Numa atitude avessa a qualquer discurso de transparência, a Assembleia Legislativa do Paraná impediu na semana passada que repórteres da Gazeta do Povo pudessem circular pelas dependências administrativas da Casa. A equipe de reportagem foi barrada, por ordem do diretor-geral da Assembleia, Eron Abboud, enquanto investigava denúncias de funcionários fantasmas no Legislativo paranaense. A decisão acabou de vez com a encenação de que a Assembleia pretende ser transparente e prestar contas à sociedade, como se esperaria em um Estado republicano. Com o ato arbitrário de impedir o acesso da reportagem, dificultando que a imprensa cumpra seu papel, o Legislativo mostra que continua a resistir à fiscalização da sociedade, além de sugerir que irregularidades podem continuar a estar ocorrendo na Assembleia. Do contrário, por que barrar o acesso da imprensa?
As justificativas dadas pela Assembleia para barrar o trabalho de jornalistas no setor administrativo são completamente inconsistentes. Segundo funcionários da Casa, cabos eleitorais estariam fazendo campanha e pedindo votos a servidores, como se o Legislativo fosse um importante colégio eleitoral a ser disputado por candidatos. Um segundo argumento é que algumas pessoas estariam se passando por jornalistas para ter livre acesso às dependências da Assembleia, algo que, por si só, não justifica barrar repórteres devidamente identificados. Outro argumento usado é que os servidores seriam proibidos de dar entrevistas, o que é uma meia-verdade, já que o Estatuto dos Servidores Públicos do Paraná impede somente que funcionários divulguem informações sigilosas.
Há uma clara intenção de blindar o Legislativo contra a fiscalização que vem sendo feita pela imprensa. A administração da Assembleia Legislativa é alvo de denúncias desde março deste ano. É justamente no setor administrativo da Casa que surgiu o escândalo dos Diários Secretos, uma série de reportagens da Gazeta do Povo e da RPC TV que revelou a existência de funcionários fantasmas e de salários acima do teto constitucional. Da mesma forma, é do setor administrativo da Casa que sumiram os diários oficiais, que deveriam estar disponíveis e arquivados para a consulta de qualquer cidadão.

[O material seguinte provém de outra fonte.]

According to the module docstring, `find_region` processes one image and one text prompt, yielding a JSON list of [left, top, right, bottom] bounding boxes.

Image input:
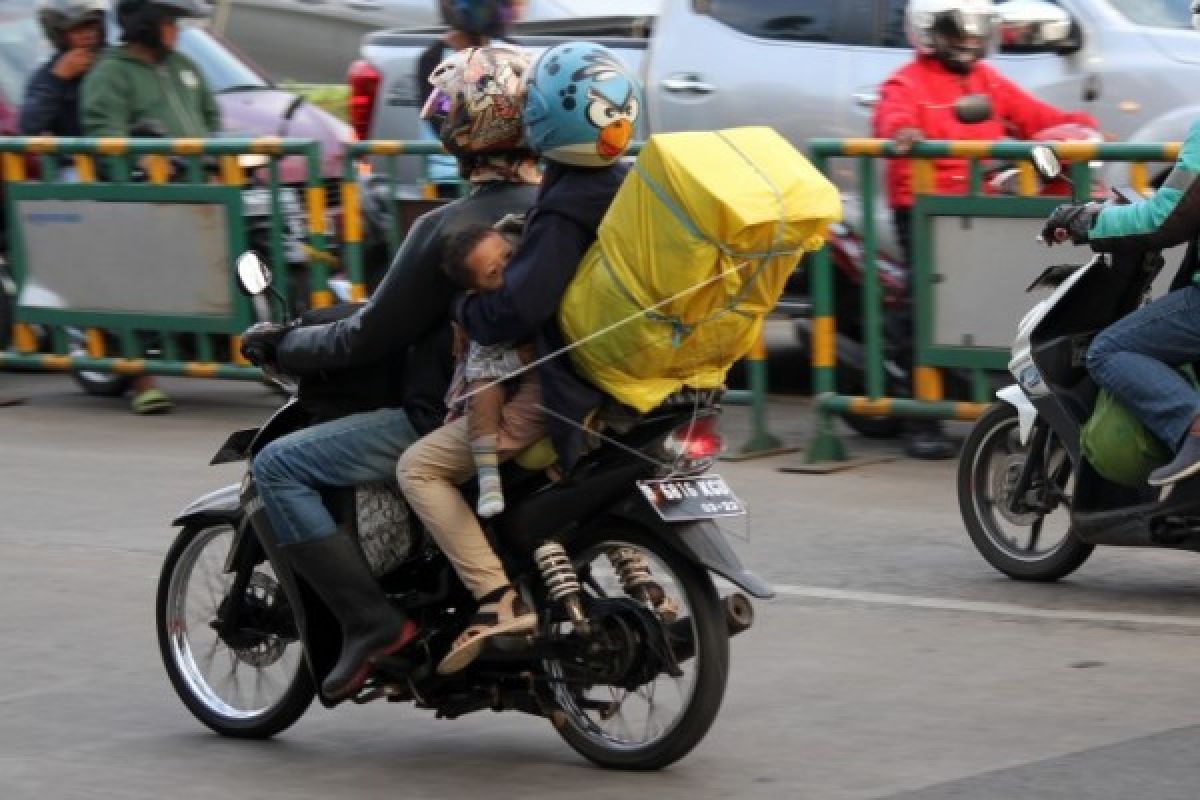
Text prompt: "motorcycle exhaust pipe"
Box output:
[[667, 591, 754, 662]]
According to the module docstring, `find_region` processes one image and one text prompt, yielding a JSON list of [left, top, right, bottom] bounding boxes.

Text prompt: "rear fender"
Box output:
[[612, 494, 775, 600]]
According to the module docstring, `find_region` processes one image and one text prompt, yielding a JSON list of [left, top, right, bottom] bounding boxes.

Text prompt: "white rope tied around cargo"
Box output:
[[457, 256, 750, 407]]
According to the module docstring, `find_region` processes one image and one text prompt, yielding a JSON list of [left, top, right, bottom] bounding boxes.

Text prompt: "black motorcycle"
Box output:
[[958, 148, 1200, 581], [157, 257, 773, 770]]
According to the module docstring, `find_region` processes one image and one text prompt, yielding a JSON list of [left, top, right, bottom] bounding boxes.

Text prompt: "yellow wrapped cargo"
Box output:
[[559, 127, 841, 411]]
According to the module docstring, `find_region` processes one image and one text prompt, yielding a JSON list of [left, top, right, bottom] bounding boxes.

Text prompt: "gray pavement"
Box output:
[[0, 373, 1200, 800]]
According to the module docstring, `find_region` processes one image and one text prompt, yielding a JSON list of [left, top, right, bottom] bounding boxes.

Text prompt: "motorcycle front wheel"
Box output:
[[545, 528, 730, 770], [155, 524, 316, 739], [958, 403, 1094, 582]]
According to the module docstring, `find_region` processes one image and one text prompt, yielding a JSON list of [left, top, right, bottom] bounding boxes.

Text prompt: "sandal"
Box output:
[[130, 387, 174, 414], [438, 587, 538, 675]]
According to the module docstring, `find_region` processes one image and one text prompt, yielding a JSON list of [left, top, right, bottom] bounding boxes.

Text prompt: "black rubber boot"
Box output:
[[282, 533, 416, 700]]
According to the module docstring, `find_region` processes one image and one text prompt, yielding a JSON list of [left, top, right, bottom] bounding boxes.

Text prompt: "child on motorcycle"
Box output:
[[397, 42, 641, 674], [445, 218, 545, 518], [872, 0, 1097, 458]]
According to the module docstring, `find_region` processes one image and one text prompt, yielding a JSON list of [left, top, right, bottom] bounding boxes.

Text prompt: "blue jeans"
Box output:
[[251, 408, 420, 545], [1087, 287, 1200, 452]]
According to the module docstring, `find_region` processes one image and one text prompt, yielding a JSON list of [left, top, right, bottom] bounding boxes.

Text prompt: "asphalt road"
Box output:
[[0, 373, 1200, 800]]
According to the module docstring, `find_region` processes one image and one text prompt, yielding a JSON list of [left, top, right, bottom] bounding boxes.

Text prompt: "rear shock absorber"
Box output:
[[606, 547, 679, 622], [533, 542, 588, 634]]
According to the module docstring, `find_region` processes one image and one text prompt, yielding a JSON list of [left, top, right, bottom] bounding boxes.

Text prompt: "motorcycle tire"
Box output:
[[155, 523, 317, 739], [547, 522, 730, 771], [958, 403, 1096, 583]]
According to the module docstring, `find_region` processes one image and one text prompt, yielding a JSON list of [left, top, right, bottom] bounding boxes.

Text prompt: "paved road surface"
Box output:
[[0, 373, 1200, 800]]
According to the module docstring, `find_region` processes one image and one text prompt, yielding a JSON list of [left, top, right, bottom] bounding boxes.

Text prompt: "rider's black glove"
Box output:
[[1042, 203, 1099, 245], [241, 323, 292, 367]]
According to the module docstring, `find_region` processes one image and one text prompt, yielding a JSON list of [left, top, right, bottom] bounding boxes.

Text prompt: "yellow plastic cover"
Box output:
[[559, 127, 841, 411]]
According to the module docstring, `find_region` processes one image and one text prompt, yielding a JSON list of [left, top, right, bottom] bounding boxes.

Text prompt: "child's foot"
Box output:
[[475, 468, 504, 518], [475, 492, 504, 519]]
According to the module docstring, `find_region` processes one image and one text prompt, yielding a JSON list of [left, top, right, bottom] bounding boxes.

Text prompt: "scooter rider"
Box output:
[[872, 0, 1097, 458], [1042, 0, 1200, 486], [242, 47, 539, 700], [83, 0, 221, 138], [18, 0, 108, 136]]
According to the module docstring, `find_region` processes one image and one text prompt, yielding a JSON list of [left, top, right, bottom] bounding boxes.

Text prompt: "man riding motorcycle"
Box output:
[[872, 0, 1097, 458], [242, 47, 539, 699], [1043, 0, 1200, 486]]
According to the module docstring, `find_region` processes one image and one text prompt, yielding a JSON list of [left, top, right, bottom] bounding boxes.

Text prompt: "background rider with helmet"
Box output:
[[18, 0, 108, 136], [83, 0, 221, 138], [242, 47, 539, 700], [416, 0, 516, 197], [82, 0, 221, 414], [1042, 0, 1200, 486], [872, 0, 1097, 458]]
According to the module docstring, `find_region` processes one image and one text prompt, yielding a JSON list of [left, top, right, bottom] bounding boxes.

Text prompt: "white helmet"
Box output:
[[905, 0, 998, 72]]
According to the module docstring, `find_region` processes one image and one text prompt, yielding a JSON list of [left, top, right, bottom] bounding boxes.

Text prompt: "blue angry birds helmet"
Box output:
[[524, 42, 642, 167]]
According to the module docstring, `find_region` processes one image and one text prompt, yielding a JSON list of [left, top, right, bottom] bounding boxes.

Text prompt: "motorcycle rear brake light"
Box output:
[[346, 59, 380, 140], [662, 414, 725, 473]]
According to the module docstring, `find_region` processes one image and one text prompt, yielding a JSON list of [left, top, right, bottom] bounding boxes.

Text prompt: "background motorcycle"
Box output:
[[790, 95, 1106, 439], [156, 259, 772, 769], [958, 150, 1200, 581]]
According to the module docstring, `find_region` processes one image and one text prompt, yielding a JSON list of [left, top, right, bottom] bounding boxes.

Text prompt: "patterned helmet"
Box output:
[[421, 47, 529, 156], [524, 42, 642, 167], [438, 0, 516, 36]]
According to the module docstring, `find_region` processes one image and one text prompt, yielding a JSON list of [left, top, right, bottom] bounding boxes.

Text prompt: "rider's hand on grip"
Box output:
[[1039, 203, 1099, 245], [241, 323, 290, 367]]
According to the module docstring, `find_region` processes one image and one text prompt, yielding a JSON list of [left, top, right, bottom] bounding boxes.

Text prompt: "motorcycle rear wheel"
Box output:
[[155, 523, 316, 739], [545, 527, 730, 770], [958, 403, 1094, 583]]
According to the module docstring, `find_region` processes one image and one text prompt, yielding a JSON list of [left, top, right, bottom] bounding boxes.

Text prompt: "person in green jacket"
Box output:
[[82, 0, 221, 138], [1042, 115, 1200, 486], [80, 0, 221, 414]]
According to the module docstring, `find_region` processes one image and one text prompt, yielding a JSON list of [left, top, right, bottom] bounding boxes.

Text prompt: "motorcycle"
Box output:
[[958, 149, 1200, 582], [156, 254, 773, 770]]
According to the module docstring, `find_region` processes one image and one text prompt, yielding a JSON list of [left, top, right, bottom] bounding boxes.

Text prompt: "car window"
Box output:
[[176, 28, 270, 91], [1109, 0, 1192, 28], [692, 0, 876, 44]]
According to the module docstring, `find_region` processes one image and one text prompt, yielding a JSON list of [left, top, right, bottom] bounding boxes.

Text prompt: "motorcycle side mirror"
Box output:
[[238, 251, 271, 297], [954, 95, 991, 125], [1030, 144, 1062, 181]]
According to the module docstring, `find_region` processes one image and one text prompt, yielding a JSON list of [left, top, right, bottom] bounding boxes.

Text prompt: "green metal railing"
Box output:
[[806, 139, 1180, 464], [0, 137, 332, 379]]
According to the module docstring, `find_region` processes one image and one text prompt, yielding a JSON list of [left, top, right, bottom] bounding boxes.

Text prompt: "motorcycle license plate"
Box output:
[[637, 475, 745, 522]]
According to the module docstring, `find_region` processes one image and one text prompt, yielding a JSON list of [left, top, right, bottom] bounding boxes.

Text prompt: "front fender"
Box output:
[[996, 384, 1038, 445], [170, 483, 241, 525]]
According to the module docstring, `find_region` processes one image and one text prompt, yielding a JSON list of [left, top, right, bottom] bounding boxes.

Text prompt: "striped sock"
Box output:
[[470, 437, 504, 517]]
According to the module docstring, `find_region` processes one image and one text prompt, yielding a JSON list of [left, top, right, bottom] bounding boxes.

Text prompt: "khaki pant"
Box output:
[[396, 381, 545, 599]]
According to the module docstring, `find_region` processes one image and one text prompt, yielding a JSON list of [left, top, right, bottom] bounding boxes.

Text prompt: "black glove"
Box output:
[[241, 323, 293, 367], [1042, 203, 1100, 245]]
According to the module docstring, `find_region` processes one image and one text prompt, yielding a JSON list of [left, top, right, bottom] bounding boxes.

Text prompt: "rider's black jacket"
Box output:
[[278, 182, 538, 435]]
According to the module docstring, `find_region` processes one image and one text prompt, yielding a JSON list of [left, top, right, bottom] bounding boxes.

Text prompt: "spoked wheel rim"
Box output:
[[166, 527, 304, 722], [971, 416, 1074, 563], [546, 540, 701, 752]]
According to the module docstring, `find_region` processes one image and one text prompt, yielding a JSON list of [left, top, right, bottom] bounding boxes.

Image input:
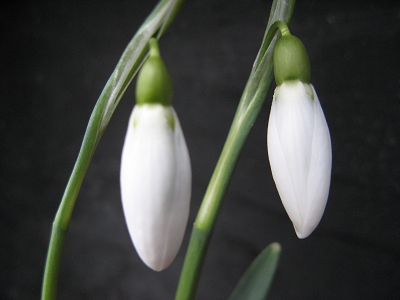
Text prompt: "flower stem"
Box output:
[[175, 0, 295, 300], [41, 0, 184, 300]]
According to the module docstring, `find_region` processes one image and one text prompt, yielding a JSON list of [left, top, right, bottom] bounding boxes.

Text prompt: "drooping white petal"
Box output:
[[267, 81, 332, 238], [121, 104, 192, 271]]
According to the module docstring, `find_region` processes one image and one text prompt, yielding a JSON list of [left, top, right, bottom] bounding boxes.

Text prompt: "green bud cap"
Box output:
[[136, 38, 172, 106], [274, 34, 311, 85]]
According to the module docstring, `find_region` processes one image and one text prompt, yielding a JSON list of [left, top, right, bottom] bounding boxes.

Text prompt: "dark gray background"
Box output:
[[0, 0, 400, 300]]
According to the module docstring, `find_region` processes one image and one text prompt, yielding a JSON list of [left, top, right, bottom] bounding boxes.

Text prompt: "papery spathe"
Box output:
[[267, 80, 332, 238], [121, 104, 192, 271]]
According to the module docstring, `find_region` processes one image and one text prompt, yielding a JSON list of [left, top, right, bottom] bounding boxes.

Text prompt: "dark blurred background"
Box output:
[[0, 0, 400, 300]]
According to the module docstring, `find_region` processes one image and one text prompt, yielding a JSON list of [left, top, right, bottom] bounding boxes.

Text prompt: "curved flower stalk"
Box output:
[[267, 80, 332, 238], [267, 27, 332, 239], [121, 40, 192, 271]]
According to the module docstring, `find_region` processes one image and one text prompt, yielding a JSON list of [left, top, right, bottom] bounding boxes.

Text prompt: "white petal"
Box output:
[[267, 81, 332, 238], [121, 105, 191, 271]]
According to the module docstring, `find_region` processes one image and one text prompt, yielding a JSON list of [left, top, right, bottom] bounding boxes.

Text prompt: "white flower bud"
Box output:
[[267, 80, 332, 239], [121, 104, 192, 271]]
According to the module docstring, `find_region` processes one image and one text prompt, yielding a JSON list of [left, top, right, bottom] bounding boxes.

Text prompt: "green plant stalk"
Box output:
[[41, 0, 184, 300], [175, 0, 295, 300]]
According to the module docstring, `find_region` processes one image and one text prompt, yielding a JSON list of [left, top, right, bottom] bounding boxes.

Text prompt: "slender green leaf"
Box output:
[[175, 0, 295, 300], [229, 243, 281, 300], [42, 0, 184, 300]]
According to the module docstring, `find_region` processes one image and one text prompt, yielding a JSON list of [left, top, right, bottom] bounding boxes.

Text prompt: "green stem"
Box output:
[[175, 0, 295, 300], [42, 0, 184, 300]]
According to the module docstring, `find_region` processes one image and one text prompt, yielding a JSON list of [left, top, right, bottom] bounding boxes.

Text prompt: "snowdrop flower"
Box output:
[[267, 35, 332, 239], [121, 41, 192, 271]]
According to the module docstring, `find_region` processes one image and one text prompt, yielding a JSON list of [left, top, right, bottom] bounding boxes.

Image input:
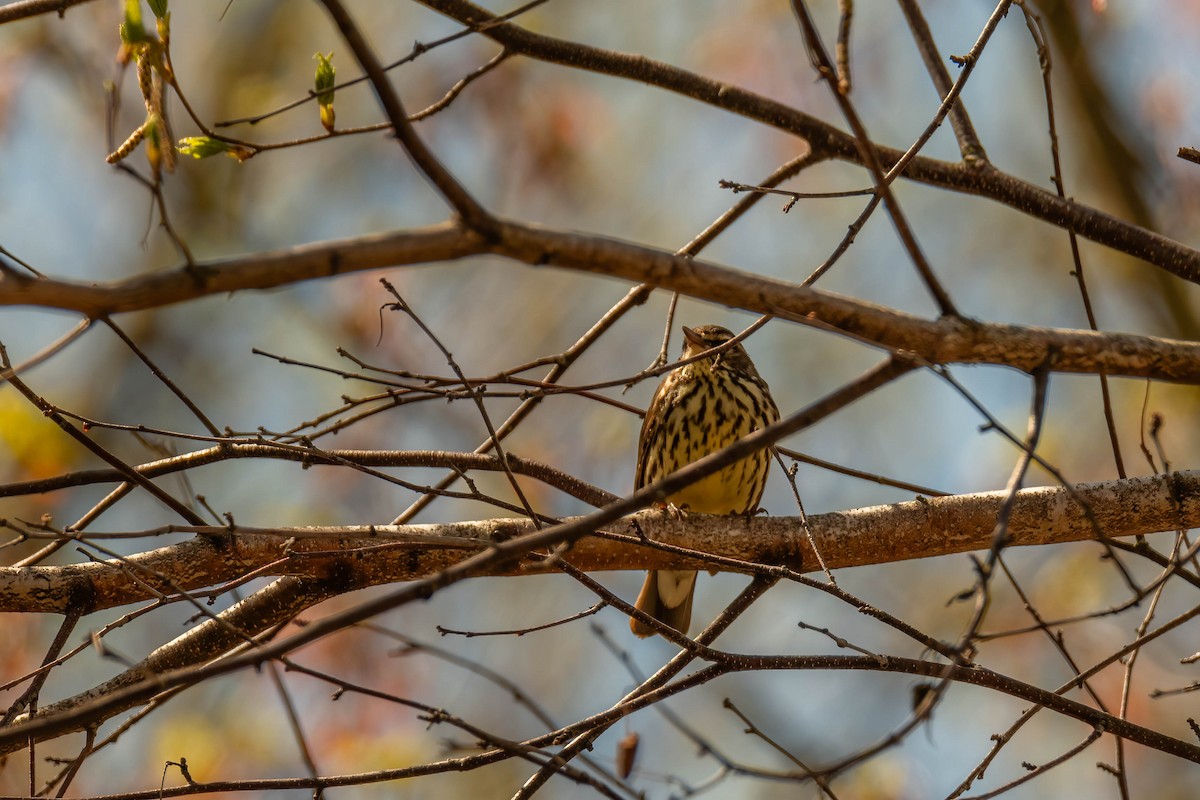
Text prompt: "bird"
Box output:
[[629, 325, 779, 638]]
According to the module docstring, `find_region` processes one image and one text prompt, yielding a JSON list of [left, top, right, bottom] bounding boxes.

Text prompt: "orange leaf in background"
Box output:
[[0, 392, 73, 481]]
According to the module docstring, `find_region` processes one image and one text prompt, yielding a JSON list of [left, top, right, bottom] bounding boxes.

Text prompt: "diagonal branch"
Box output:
[[419, 0, 1200, 283], [7, 222, 1200, 384]]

Os Legislativos dos principais estados brasileiros dão acesso livre à imprensa. É assim em São Paulo, Rio de Janeiro, Minas Gerais, Rio Grande do Sul e Santa Catarina. É também livre o acesso de jornalistas ao Senado e à Câmara dos Deputados. Um estado da importância do Paraná não deveria ir na contramão dos princípios do Estado Democrático de Direito, que estabelece a transparência pública como um direito do cidadão.
Em última instância, a atitude da Assembleia é uma violação ao direito da sociedade de poder fiscalizar por si própria os atos da administração pública. Lembre-se de que, não fosse a atuação da imprensa em publicar a série de reportagens Diários Secretos, poucos subsídios teriam os órgãos fiscalizadores oficiais, entre eles o Ministério Público, para dar seguimento a investigações a fim de processar e punir os culpados por desvios de mais de R$ 100 milhões, segundo estimativas do próprio MP.
A imprensa investigativa detém características muito diferentes da atuação dos órgãos oficiais, o que lhe dá flexibilidade para investigar e que tem se mostrado determinante para a fiscalização do poder público. Nesse sentido, barrar a entrada de repórteres no setor administrativo da Assembleia é uma tentativa de impedir que a sociedade possa fiscalizar a cada vez menos Casa do Povo. Ao mesmo tempo, é constrangedor que expedientes dessa natureza sejam usados para limitar a atuação da imprensa paranaense. Espera-se que tal atitude venha a ser revista pela direção da Assembleia Legislativa. Do contrário, passaremos a viver num quadro de anormalidade, em que um Poder do estado, tenta, com fundamentos inconsistentes, reduzir a fiscalização sobre si próprio.